To configure SNMPv3, first stop snmpd, and then, as root, run this:

# net-snmp-create-v3-user -ro zabbix

This utility will prompt for a password. Enter a password of at least eight characters—although shorter passwords will be accepted here, it will fail the default length requirement later. Start snmpd again, and test the retrieval of values using version 3:

$ snmpget -u zabbix -A zabbixzabbix -v 3 -l authNoPriv localhost SNMPv2-MIB::sysDescr.0

This should return data successfully, as follows:

SNMPv2-MIB::sysDescr.0 = STRING: Linux another 3.11.10-29-default #1 SMP Thu Mar 5 16:24:00 UTC 2015 (338c513) x86_64

We don't need to configure versions 1 or 2c separately, so now we have a general SNMP agent, providing all common versions for testing or exploring.

The engine ID

There is a very common misconfiguration done when attempting to use SNMPv3. According to RFC 3414 (https://tools.ietf.org/html/rfc3414), each device must have a unique identifier. Each SNMP engine maintains a value, snmpEngineID, which uniquely identifies the SNMP engine.

Sometimes, users tend to set this ID to the same value for several devices. As a result, Zabbix is unable to successfully monitor those devices. To make things worse, each device responds nicely to commands such as snmpget or snmpwalk. These commands only talk to a single device at a time; thus, they do not care about snmpEngineID much.
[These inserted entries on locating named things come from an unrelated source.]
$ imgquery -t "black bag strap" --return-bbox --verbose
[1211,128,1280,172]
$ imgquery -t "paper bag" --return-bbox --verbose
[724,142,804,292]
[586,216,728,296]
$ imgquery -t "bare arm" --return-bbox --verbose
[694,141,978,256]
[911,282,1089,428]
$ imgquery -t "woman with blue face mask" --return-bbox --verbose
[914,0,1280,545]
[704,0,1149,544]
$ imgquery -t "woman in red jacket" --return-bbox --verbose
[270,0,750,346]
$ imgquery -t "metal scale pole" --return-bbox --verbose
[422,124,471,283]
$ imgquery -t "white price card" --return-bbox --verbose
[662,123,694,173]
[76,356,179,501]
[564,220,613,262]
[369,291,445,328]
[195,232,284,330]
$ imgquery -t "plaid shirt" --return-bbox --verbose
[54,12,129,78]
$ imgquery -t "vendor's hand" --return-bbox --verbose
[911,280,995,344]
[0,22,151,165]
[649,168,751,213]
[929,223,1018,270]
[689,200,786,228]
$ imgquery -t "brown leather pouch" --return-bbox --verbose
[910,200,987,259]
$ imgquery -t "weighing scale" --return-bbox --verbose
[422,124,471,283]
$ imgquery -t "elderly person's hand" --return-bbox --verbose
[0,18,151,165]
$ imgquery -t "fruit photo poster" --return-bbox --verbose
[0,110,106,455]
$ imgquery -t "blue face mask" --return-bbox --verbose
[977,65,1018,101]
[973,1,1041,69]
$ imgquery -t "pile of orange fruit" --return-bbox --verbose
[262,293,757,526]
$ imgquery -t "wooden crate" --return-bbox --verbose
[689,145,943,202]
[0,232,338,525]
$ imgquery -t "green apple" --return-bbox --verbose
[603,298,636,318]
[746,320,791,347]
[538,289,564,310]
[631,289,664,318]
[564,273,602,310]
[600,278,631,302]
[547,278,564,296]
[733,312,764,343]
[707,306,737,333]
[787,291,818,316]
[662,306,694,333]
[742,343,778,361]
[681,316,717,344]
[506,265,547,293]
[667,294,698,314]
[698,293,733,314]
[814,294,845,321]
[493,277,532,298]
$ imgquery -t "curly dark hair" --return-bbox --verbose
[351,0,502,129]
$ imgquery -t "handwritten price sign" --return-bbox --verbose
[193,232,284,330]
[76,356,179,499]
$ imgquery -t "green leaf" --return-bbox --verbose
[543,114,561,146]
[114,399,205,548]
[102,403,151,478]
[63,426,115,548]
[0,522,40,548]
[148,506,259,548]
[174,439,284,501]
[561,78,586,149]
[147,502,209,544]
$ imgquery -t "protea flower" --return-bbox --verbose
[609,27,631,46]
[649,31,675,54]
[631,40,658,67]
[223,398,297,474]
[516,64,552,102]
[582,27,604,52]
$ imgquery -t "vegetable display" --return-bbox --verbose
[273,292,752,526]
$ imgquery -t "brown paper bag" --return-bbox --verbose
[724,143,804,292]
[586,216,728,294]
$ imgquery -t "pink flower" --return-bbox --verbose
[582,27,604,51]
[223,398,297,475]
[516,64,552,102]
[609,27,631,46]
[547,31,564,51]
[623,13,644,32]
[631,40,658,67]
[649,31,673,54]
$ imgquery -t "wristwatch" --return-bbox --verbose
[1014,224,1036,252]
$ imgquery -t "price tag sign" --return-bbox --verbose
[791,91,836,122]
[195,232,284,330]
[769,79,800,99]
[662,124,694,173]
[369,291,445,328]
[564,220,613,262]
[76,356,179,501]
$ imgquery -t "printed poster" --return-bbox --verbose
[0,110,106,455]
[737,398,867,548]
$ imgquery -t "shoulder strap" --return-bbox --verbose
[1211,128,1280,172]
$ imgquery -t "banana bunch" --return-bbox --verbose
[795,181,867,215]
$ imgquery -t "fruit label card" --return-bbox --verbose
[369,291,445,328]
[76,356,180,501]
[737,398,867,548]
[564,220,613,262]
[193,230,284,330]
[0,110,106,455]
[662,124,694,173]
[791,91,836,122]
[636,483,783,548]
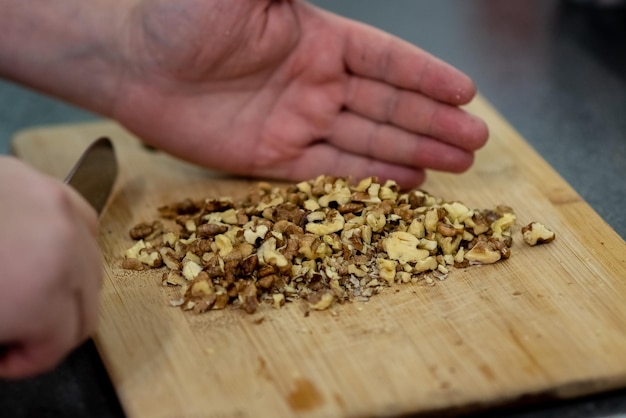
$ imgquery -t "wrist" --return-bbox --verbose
[0,0,133,115]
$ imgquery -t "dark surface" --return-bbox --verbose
[0,0,626,418]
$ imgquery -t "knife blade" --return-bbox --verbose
[0,137,118,359]
[65,137,118,215]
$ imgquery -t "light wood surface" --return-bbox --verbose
[13,99,626,418]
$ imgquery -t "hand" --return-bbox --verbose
[111,0,488,187]
[0,156,102,378]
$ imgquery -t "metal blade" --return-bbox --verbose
[65,137,118,214]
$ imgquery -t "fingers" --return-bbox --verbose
[328,112,474,172]
[345,77,488,150]
[342,16,476,105]
[278,142,426,189]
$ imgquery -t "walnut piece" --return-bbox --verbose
[122,176,555,314]
[522,222,556,247]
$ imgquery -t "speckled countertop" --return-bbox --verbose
[0,0,626,418]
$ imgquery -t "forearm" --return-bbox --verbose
[0,0,134,115]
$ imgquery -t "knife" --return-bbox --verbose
[65,137,118,215]
[0,137,118,358]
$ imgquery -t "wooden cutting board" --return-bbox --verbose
[13,99,626,418]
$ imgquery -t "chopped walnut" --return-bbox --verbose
[522,222,556,246]
[122,176,554,313]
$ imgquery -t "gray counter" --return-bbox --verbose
[0,0,626,418]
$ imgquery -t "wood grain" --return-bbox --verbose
[13,98,626,418]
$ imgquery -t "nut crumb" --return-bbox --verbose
[122,176,555,316]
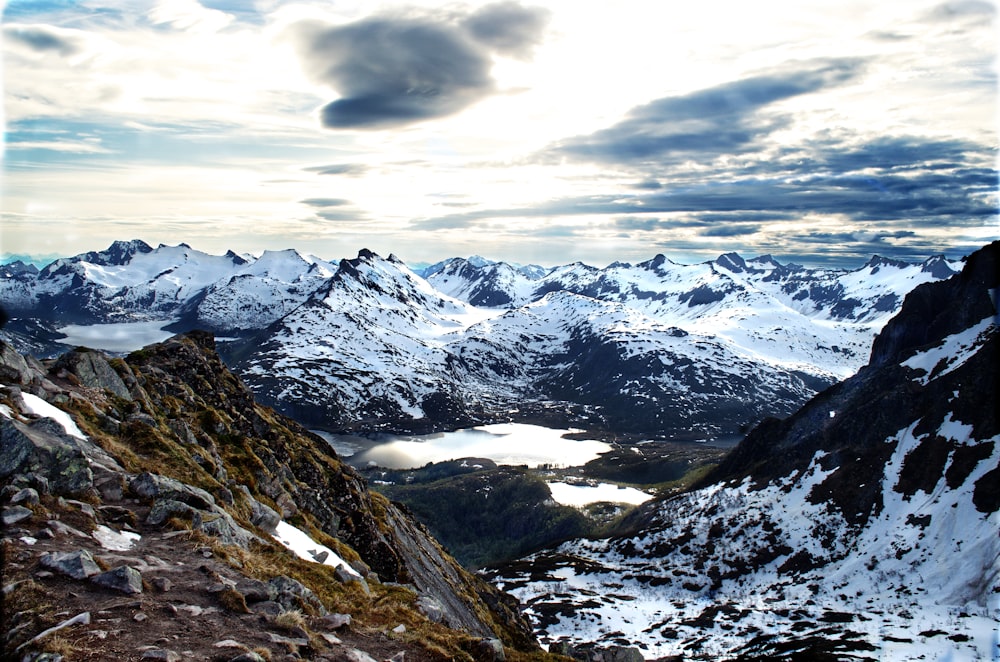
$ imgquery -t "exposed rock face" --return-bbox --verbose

In Zabbix, this could manifest as one device working properly but stopping when another one is added to monitoring.

If there are mysterious problems with SNMPv3 device monitoring with Zabbix that do not manifest when using command line tools, snmpEngineID should be checked very carefully.

Authentication, encryption, and context

With SNMPv3, several additional features are available. Most notably, one may choose strong authentication and encryption of communication. For authentication, Zabbix currently supports the following methods:

  • Message-Digest algorithm 5 (MD5)
  • Secure Hash Algorithm (SHA)

For encryption, Zabbix supports these:

  • Data Encryption Standard (DES)
  • Advanced Encryption Standard (AES)

While it seems that one might always want to use the strongest possible encryption, keep in mind that this can be quite resource intensive. Querying a lot of values over SNMP can overload the target device quite easily. To have reasonable security, you may choose the authNoPriv option in the Security level dropdown. This will use encryption for the authentication process but not for data transfer.

Another SNMPv3 feature is context. In some cases, one SNMP endpoint is responsible for providing information about multiple devices— for example, about multiple UPS devices. A single OID will get a different value, depending on the context specified. Zabbix allows you to specify the context for each individual SNMPv3 item.